We all want warmer, drier, healthier air in our homes, so what’s the difference between HRVs, heat pumps and air conditioners?
With huge emphasis now being placed on making our homes healthier, warmer and drier places to live, we are confronted by a plethora of new products to help us out. With so many systems available, there’s a lot of confusion about which ones do what.
Heat pumps are a very energy-efficient form of space heating and cooling. Air-to-air heat pumps, the most common type here, take low-grade heat from the air outside then upgrade it to warm the air inside, using a process that’s a bit like a refrigerator working in reverse. Heat pumps can do this even when it’s cold outside, although their performance deteriorates as the outdoor temperature drops, which is why sizing a heat pump correctly is so important.
The electricity supply to a heat pump is only used to move the heat around, not to create it. The heat itself is a renewable passive energy source, so you can make significant savings. In practice, many people who install heat pumps keep their homes significantly warmer than before – so they get increased comfort rather than lower bills.
Heat pumps are generally controlled by a return air thermostat, to keep your home within a set temperature range.
All heat pumps incorporate air filters to remove dust and pollen, which can be helpful for people with asthma and allergies. Heat pumps can also cool your home in summer.
Differences in running costs and performance vary greatly between models. Energy Star qualified heat pumps are on average 15 percent more efficient than non-qualified models.
Air conditioners remove heat from the room when the outdoor temperature is high. All the components present in air conditioners are also present in heat pumps, the primary difference being that heat pumps can both cool and heat.
Air conditioners work by removing heat from the indoor air and transferring it across a cold refrigerant coil to the outdoors. The cooling cycle continues until the indoor temperature reaches the controller setting.
Air conditioners also control humidity. Excess moisture condenses on the indoor unit coil in cooling or dry mode and is piped away. Dry mode is used primarily in high humidity conditions where people are trying to sleep.
Heat energy and recovery ventilation systems remove stale and/or moist indoor air and replace it with fresh outdoor air that has been warmed from heat recovered from the stale exhaust air. These systems incorporate a heat exchanger between the stale air being extracted and incoming fresh air flow.
They are ventilation systems, not heating systems. Internal humidity may be controlled with heat recovery ventilation (HRV) systems as moist indoor air is replaced with warmed, drier outdoor air. The ability to raise or lower the temperature of the incoming air is only a secondary benefit. They can be combined with ducted heating systems as well as room-by-room heating systems.
Because they recover heat/energy from the exhaust air, less heat is required to maintain a comfortable indoor environment. The amount of heat/energy recovered depends on the indoor air temperature, air flow rates and moisture content at the time of recovery. Both indoor moisture levels and humidity are effectively reduced. Indoor air may be cooled when the outdoor air is drawn from a cooler location.
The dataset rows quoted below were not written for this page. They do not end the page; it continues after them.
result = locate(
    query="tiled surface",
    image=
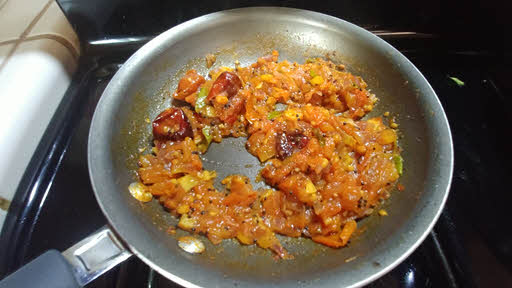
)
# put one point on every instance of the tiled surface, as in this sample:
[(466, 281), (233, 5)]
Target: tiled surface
[(17, 15), (38, 54), (32, 83)]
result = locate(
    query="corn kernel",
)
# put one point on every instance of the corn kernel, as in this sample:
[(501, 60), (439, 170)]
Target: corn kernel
[(310, 187), (221, 99), (267, 77), (324, 163), (293, 114), (383, 212), (183, 209), (138, 191), (317, 80), (361, 149)]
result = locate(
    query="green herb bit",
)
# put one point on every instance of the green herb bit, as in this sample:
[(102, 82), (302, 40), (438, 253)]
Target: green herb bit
[(274, 114), (457, 81)]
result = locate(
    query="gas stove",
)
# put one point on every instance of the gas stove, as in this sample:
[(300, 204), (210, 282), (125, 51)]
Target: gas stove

If a ventilation system does not have a heat exchanger and does not supply outdoor air to the interior, it is not a heat recovery system.
Before installing a heat recovery or energy recovery system, the house should be insulated and draught-proofed. A large heat loss, due to inadequate insulation or large amounts of infiltration will effectively negate any benefits gained.
Forced ventilation systems take filtered air from a roof space and blow it (using a fan) into the rooms of a home. This air is usually drier and easier to heat, although because it takes air from inside, it’s not considered a true fresh air ventilation system.
Though ventilation systems are sometimes marketed as alternative forms of heating, they are really for ventilation only. During sunny days, the systems draw air from warm roof spaces and distribute it throughout a house via ventilation ducts. However, at night there is no ‘free heating’ and all the outside ventilation air that is introduced inside must be additionally heated.
Most forced-air systems automatically slow or even stop the airflow when the roof space temperature falls below certain levels.
There are also systems available such as roof space air intake systems where the air is passed through a heat exchange before being ducted into the building. Electronic controllers are used to extract stale air to be recirculated or removed by natural air leakage depending on temperatures within the building and the roof space.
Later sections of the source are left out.